So how do we manage fear?

The first step is taking responsibility. If we are exhibiting behaviors such as resistance, disobedience or even lack of motivation or willingness it does both partners in power no good to look the other way. Ignoring those behaviors will surely lead to resentment and eventually will place a huge crack in the foundation of your M/s relationship.

The second step is identification. It is important to locate and define the origin of our fears. There could be some connection to ones past that triggers such responses and, as we well know some of those origins can go as far back as childhood. I have to add here that finding the origin or a cause for such responses in no way relieves us from our responsibilities for our behaviors within our present relationships; instead it makes us even more responsible.

The third step is in determining what triggers those responses is asking our partners in power for help in identifying what triggers certain responses, and addressing those responses in away that creates a safe environment. This does NOT mean that if I disobey that there should not be repercussions for my undesired behaviors, but rather after a consequence is imposed that there should be time to process what happened and how to work towards eliminating that behavior or response in the future.

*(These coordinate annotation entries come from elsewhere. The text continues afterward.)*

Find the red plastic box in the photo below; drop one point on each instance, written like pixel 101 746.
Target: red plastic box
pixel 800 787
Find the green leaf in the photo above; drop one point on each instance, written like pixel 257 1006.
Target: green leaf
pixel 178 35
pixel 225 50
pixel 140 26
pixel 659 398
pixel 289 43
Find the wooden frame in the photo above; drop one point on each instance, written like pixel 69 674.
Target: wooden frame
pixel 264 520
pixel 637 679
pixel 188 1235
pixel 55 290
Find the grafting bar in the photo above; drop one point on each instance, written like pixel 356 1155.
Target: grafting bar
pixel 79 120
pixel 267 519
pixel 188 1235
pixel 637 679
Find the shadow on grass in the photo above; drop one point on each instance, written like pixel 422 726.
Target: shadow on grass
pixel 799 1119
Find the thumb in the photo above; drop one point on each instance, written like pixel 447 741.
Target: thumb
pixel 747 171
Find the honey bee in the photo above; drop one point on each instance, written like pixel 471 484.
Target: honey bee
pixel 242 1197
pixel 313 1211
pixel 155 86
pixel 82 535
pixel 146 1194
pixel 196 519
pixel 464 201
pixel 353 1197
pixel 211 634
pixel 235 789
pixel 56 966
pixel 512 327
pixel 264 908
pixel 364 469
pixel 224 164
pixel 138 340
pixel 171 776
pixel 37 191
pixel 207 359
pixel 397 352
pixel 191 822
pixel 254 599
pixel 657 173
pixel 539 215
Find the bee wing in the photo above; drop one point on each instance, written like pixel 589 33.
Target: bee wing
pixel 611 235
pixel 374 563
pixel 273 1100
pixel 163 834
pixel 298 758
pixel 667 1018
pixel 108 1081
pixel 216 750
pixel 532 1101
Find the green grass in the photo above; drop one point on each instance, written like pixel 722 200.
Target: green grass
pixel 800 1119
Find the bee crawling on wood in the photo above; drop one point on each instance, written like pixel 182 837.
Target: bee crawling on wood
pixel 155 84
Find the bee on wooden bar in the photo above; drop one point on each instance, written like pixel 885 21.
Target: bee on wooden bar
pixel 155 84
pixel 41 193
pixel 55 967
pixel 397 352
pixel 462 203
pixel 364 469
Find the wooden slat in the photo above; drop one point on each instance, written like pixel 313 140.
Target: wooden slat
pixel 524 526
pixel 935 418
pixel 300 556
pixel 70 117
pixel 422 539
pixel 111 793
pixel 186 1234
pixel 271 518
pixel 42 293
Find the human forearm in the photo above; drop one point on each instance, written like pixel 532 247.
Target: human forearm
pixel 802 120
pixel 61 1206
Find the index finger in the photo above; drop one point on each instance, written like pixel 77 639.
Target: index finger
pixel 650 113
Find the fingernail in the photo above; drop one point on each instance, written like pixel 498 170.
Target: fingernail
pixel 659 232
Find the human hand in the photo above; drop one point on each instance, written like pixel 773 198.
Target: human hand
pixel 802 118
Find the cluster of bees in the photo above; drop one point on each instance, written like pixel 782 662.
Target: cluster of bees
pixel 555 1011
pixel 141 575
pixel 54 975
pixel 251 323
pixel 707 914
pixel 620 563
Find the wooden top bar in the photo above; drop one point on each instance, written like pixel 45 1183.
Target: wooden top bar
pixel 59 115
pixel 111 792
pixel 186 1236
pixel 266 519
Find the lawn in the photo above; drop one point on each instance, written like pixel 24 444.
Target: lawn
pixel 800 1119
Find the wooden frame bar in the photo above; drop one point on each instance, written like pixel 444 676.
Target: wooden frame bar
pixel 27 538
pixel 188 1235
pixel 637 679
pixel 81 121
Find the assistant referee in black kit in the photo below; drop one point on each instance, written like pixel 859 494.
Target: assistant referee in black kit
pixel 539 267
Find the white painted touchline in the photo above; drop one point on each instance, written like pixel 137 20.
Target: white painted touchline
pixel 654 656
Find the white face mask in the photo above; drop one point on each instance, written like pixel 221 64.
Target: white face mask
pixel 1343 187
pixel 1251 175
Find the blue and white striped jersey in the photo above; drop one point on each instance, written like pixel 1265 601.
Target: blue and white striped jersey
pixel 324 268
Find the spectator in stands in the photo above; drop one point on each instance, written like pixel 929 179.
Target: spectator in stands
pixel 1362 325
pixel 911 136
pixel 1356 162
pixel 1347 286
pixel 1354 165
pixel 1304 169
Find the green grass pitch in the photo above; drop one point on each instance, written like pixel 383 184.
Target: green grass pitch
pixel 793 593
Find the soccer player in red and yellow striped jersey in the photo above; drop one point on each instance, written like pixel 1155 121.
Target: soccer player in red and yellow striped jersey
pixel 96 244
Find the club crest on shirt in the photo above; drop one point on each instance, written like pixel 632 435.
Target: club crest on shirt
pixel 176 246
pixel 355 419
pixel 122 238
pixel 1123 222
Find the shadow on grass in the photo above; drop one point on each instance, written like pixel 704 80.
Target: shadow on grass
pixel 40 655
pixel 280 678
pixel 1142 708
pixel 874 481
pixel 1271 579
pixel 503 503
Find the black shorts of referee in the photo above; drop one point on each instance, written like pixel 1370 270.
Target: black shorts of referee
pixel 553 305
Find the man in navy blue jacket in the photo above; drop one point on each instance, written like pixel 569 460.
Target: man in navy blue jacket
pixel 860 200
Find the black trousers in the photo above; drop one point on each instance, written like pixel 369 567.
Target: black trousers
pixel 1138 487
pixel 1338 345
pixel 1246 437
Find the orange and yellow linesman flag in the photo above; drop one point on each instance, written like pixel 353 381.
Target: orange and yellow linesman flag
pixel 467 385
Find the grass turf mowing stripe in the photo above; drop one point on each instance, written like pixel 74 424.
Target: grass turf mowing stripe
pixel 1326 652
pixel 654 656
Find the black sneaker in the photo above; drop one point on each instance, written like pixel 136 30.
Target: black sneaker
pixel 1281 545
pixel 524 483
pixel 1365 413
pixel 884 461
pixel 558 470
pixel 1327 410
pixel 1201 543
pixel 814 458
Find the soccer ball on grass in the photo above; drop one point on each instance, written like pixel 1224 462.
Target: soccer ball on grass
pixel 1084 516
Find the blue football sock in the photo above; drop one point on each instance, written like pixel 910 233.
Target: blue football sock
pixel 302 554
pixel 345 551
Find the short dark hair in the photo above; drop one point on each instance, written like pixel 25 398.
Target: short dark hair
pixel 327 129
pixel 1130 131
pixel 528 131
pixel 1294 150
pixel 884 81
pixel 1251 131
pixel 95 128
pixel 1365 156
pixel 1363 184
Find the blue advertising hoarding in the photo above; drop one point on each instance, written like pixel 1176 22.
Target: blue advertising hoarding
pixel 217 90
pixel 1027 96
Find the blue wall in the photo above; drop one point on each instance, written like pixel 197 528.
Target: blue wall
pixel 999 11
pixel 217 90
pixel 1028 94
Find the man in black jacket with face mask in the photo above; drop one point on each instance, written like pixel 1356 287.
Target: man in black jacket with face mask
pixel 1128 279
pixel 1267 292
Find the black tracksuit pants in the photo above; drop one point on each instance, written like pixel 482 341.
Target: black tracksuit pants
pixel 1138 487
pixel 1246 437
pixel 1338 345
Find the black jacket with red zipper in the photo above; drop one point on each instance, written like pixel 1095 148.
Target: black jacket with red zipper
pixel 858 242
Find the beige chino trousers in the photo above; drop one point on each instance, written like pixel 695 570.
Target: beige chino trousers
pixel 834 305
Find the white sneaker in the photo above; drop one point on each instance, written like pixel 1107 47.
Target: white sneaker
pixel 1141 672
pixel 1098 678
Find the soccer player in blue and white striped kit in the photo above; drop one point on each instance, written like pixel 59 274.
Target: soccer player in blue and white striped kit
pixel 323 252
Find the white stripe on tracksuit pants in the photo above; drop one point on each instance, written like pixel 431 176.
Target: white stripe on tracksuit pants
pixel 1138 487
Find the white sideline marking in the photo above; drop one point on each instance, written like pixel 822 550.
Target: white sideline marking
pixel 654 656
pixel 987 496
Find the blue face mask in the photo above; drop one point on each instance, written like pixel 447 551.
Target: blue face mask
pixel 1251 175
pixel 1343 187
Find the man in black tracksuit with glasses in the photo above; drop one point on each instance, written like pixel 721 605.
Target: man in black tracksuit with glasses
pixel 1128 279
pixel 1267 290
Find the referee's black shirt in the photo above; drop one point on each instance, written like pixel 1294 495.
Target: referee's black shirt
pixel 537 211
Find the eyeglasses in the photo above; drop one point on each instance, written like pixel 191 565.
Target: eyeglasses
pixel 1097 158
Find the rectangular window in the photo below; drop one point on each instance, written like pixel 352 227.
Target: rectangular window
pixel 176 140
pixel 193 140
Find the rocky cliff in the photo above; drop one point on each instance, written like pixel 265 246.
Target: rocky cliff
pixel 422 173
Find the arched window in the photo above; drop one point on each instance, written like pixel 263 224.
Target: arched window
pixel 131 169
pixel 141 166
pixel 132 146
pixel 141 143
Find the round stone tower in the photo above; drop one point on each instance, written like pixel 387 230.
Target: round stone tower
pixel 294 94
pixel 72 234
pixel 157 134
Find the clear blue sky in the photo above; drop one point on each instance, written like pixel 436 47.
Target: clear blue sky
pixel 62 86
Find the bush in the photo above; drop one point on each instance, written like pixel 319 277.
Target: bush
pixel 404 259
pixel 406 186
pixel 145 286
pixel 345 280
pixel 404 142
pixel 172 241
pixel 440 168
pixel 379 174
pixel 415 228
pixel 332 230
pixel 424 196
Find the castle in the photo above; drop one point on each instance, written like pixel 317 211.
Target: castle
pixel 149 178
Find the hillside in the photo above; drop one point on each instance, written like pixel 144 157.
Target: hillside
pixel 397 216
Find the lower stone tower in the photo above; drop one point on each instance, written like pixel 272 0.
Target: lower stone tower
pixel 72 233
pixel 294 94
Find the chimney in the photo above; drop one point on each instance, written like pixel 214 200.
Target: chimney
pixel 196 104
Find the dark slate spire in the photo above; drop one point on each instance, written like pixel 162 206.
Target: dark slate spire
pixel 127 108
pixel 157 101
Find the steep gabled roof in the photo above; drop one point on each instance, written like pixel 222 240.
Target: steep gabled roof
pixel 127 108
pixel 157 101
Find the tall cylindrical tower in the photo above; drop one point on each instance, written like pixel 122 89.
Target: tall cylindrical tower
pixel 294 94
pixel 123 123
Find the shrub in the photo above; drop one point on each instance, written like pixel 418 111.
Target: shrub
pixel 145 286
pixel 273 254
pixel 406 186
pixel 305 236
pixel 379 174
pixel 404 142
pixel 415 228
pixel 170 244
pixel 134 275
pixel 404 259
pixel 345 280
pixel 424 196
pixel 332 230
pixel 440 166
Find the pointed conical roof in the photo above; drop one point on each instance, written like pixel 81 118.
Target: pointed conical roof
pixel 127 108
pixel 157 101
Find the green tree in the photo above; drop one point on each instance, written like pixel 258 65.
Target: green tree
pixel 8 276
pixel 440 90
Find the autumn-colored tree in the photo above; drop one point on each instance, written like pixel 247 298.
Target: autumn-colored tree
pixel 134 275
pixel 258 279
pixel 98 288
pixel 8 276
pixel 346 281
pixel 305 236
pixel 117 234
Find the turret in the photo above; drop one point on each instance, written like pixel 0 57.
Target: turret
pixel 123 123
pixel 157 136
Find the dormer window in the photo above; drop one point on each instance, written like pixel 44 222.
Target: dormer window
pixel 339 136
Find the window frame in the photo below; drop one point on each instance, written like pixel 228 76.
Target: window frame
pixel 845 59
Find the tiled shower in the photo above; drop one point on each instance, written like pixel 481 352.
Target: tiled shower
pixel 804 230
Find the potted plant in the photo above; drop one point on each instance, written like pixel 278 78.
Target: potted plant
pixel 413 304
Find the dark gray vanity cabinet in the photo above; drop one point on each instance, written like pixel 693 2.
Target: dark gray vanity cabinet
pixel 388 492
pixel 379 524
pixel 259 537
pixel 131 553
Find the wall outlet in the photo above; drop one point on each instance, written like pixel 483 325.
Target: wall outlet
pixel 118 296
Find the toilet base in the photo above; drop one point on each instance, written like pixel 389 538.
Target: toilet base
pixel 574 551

The forth step is self-awareness and reshaping how we respond to those fear responses. Sometimes that means that, as with play, our partners in power may choose to have us revisit those triggers until we become aware of those responses and self adjust. The goal here is to experience the trigger or fear, observe it and let it go. The goal also is to trade those responses for a more desired response like “yes Sir, as you wish Sir” or some variation of that.

Managing fear, so that trust can flourish in you r M/s relationship is in fact a challenge. However, as your relationship deepens and the work you do intensifies, trust and fear find their balance. Looking at fear and our responses to it, helps provide opportunities for growth both as individuals and as a couple.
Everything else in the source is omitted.